DigitTokenizer Series
DigitTokenizer and DigitsTokenizer are designed for those already-indexed (list of) objects.
DigitTokenizer accepts a single integer and returns itself, while DigitsTokenizer accepts a list of integers and returns themselves.
Constructor
CLASS unitok.DigitTokenizer()
CLASS unitok.DigitsTokenizer()
| Parameter | Default | Type | Example | Description |
|---|---|---|---|---|
vocab |
N/A |
Union[unitok.Vocab, str] | tokens |
The vocabulary to use. If a string is provided, a new vocabulary will be created if not exists in the current space. |
tokenizer_id |
None |
Optional[str] | 'tkn-abcd' |
The ID of the tokenizer.

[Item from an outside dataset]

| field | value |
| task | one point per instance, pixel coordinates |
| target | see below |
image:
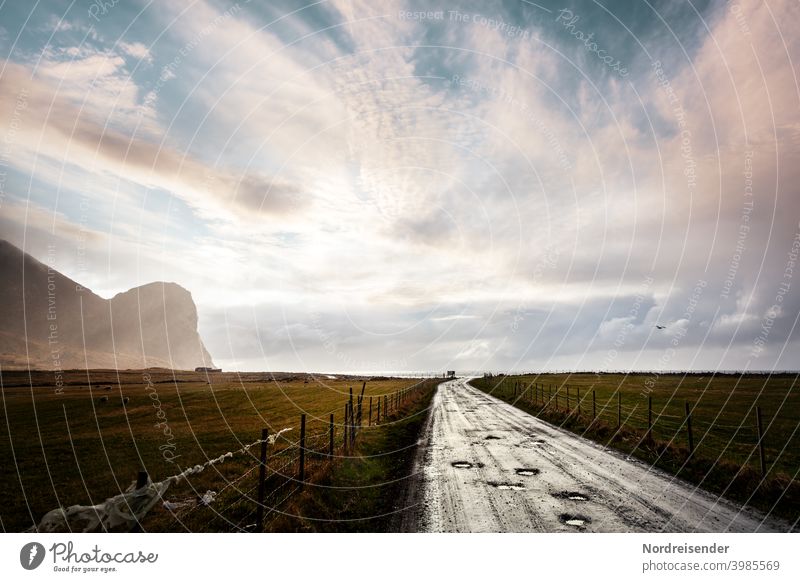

If not provided, a random ID (auto_ |
vocab_size |
None |
Optional[int] | 2 |
Limits the vocabulary range into [0, vocab_size-1] if provided. |
Data Examples
Click label column in multiple recommendation datasets:
[
{"user_id": "U37448", "item_id": "I7223", "click": 0},
{"user_id": "U95112", "item_id": "I6345", "click": 1},
{"user_id": "U23945", "item_id": "I5496", "click": 1},
{"user_id": "U98348", "item_id": "I1232", "click": 0},
{"user_id": "U56502", "item_id": "I9328", "click": 1}
]
user_id and item_id can be tokenized by the EntityTokenizer class.
User occupation column in the Movielens dataset:
0: "other" or not specified
1: "academic/educator"
2: "artist"
3: "clerical/admin"
4: "college/grad student"
5: "customer service"
6: "doctor/health care"
7: "executive/managerial"
8: "farmer"
9: "homemaker"
10: "K-12 student"
11: "lawyer"
12: "programmer"
13: "retired"
14: "sales/marketing"
15: "scientist"
16: "self-employed"
17: "technician/engineer"
18: "tradesman/craftsman"
19: "unemployed"
20: "writer"
Unlike the user age column which needs EntityTokenizer to further map the integers into indices, the occupation values are continuous and can be directly serves as indices.
Usage
from unitok import DigitTokenizer
label_tokenizer = DigitTokenizer(vocab='label')
label_tokenizer(1) # 1
label_tokenizer(0) # 0
label_tokenizer(2) # 2, vocabulary will be extended when error value comes
occupation_tokenizer = DigitTokenizer(vocab='occupation', vocab_size=21)
occupation_tokenizer(10) # 10
occupation_tokenizer(5) # 5
occupation_tokenizer(30) # ValueError
print(len(occupation_tokenizer.vocab)) # 21, the vocabulary will be created in the constructor. Even values larger than 10 not appear, the vocabulary size is set to vocab_size.